-- Leo's gemini proxy

-- Connecting to kwiecien.us:1965...

-- Connected

-- Sending request

-- Meta line: 20 text/gemini

Re: Email hosting

Authors: Ben <benk@tilde.team>

Dated: 2020-10-05


gemini://gemlog.blue/users/insom/1600916608.gmi


Normally I reply to people on Gemini via e-mail, but I noticed that some users correspond publicly through their gemlogs, and I think that's cool. Also I couldn't find any contact information for "insom", so I'm just putting this out here. (Dia dhuit, by the way!)


I ran self-hosted services as a hobbyist since my college days, and I know very well the pain of e-mail, which for the reasons Insom stated doesn't really work. And yes, it is a shame that the protocol is borken even though it's "the original federated protocol".


When it comes to self-hosted communication, I've had the most pleasure with Jabber/XMPP, which is only something I started doing since late last year. Those who have read the content on my website know that I'm very happy with ejabberd.

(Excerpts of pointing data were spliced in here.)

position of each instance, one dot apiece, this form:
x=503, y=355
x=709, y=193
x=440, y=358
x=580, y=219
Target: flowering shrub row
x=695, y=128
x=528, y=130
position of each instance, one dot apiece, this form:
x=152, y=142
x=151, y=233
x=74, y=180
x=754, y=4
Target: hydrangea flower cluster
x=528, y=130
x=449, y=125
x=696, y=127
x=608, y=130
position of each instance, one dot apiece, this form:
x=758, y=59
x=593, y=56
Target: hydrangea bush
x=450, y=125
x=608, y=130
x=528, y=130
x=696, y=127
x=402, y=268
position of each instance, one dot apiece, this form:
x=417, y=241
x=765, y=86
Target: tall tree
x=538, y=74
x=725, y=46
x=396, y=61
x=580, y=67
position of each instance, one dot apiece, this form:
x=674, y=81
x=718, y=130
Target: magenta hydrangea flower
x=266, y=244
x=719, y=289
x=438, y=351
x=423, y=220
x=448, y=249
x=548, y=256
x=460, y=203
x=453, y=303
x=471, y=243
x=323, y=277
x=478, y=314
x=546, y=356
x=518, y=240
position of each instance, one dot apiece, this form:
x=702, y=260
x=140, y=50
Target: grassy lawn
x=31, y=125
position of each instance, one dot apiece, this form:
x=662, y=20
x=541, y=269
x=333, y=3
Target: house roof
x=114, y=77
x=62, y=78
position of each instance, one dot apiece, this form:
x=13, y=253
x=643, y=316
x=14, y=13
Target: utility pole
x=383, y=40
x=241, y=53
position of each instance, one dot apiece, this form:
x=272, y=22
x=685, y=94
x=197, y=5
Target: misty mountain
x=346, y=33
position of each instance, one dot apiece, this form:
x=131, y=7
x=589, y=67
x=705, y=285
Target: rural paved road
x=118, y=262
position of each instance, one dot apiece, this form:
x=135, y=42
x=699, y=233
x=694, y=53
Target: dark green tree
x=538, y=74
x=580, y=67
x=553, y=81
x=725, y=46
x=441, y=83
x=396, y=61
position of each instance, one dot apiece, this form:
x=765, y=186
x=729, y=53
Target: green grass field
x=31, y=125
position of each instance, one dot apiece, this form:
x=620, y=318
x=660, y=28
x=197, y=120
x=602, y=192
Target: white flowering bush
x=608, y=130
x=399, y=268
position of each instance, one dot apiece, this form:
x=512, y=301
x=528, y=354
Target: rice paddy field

For me, XMPP succeeded where e-mail failed as a self-run service. Small XMPP servers like mine are rather welcome in the ecosystem, where I've had no issues federating with other, even major/popular servers. The protocol is very robust and does neat things. Servers are reliably identified by SSL certs, and delivery has never been an issue for me.


XMPP does have spam as well, but it's not as significant of a problem as it is with e-mail, and larger servers probably do need spam filtering, but I have never needed it. I received some spam after publishing my JID on my website, but it's been un-published, and the spam seems (miraculously) to have gone away on its own. Maybe I'm just lucky, but servers that host spam accounts can probably be blacklisted easily at the federal level, or their admins notified of abuse so they can take care of it on their end.


Probably what makes XMPP work the way we all wish e-mail worked (easy to self-host and federate) is the fact that the network is smaller and less centralized. E-mail has that problem at the network level--too big, too centralized. I wish e-mail could be saved too, but I guess other protocols like XMPP and even Gemini are needed if we are to "take decentralized back".